Articoli
AEROSPAZIO
Con Vega arriva la ‘Space Economy’
27/06/2020

Il ‘lanciatore' costruito da Fiat Avio porta in orbita 53 satelliti, rendendo per la prima volta accessibile lo spazio anche a università e piccole e medie imprese. Saccoccia (Asi): "quello dei mini satelliti diventa ora un mercato interessante, l'Italia è pronta a investire". Una rivoluzione tecnologia in grado di coinvolgere l'intera filiera e, in particolare, le Pmi italiane

E' ripreso, nella base europea di Kourou (Guyana Francese), il conto alla rovescia per Vega, il lanciatore dell'Agenzia Spaziale Europea (Esa) costruito in Italia dalla Avio, che si prepara a portare per la prima volta in orbita 53 satelliti, diventando così "uno strumento a supporto della new space economy", ha osservato il presidente dell'Agenzia Spaziale Italiana (Asi), Giorgio Saccoccia. E' una rivoluzione in arrivo che promette di rendere lo spazio accessibile a università e piccole e medie imprese e di rendere quello dei mini satelliti un nuovo mercato interessante e "nel quale - ha detto Saccoccia - l'Italia è pronta a investire". E' stata lunga l'attesa per questo lancio, inizialmente previsto il 19 giugno, ma finalmente si sono calmati i venti in alta quota che avevano costretto per due volte al rinvio e Arianespace, la società che gestisce i lanci a Kourou, ha dato luce verde per le ore 3,51 italiane del 28 giugno.
Si prepara così a debuttare il sistema Ssms (Small Spacecraft Mission Service) una sorta di dispenser che permette di mandare in orbita contemporaneamente un grande numero di piccoli satelliti dal peso variabile fra uno e 500 chilogrammi. Tutti e 53 i satelliti a bordo del primo stadio di Vega sono in buone condizioni, così come il lanciatore, informa Arianespace. Dei 13 Paesi che hanno affidato a Vega i loro mini satelliti, otto sono europei e fra questi c'è anche l'Italia.
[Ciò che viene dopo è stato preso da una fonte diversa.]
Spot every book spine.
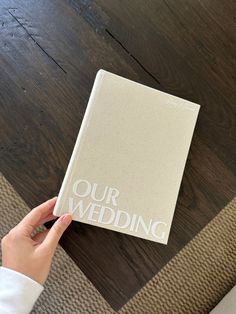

Con Israele il nostro Paese porta in orbita gli esperimenti Argtm, dell'Università Federico II di Napoli, che studierà gli effetti della microgravità sulla resistenza dei batteri agli antibiotici; Mambo, dell'Università di Roma Tre, per valutare il rilascio dei farmaci nell'organismo in condizioni di microgravità; Spacelys, dell'Università di Bologna, per valutare gli effetti della microgravità su una proteina legata al sistema immunitario; Nogquad, dell'Università di Tor Vergata, per lo studio dell'espressione dei geni e la comparsa di malattie, come sclerosi laterale amiotrofica o la sindrome dell'X fragile.
"Grazie alla capacità di portare carichi di diversa grandezza, Vega è un lanciatore nato con una notevole dote di flessibilità, ma con il sistema Ssms ora può aumentare la quantità di satelliti che è possibile lanciare su orbite diverse", ha detto Saccoccia. "Proprio nel momento in cui sta cambiando la richiesta di satelliti da consegnare nello spazio, Vega diventa uno strumento a supporto della new space economy, una nuova opportunità". Un'occasione che l'Italia è pronta a cogliere: "abbiamo iniziative in cui pubblico e privato lavorano insieme e vogliamo sempre più incentivare lo sviluppo di piccoli e nano satelliti, che Vega - ha proseguito - farà volare, anche in riferimento a programmi di alto contenuto innovativo sia nazionali sia dell'Esa". L'Italia, con la sua rete di piccole e medie imprese, "è in grado di costruire piccoli satelliti" ed è pronta a partecipare a questo cambiamento con "l'intera filiera, che va dallo sviluppo all'utilizzo. Vogliamo favorire - ha concluso il presidente dell'Asi - questo nuovo capitolo dell'accesso allo spazio".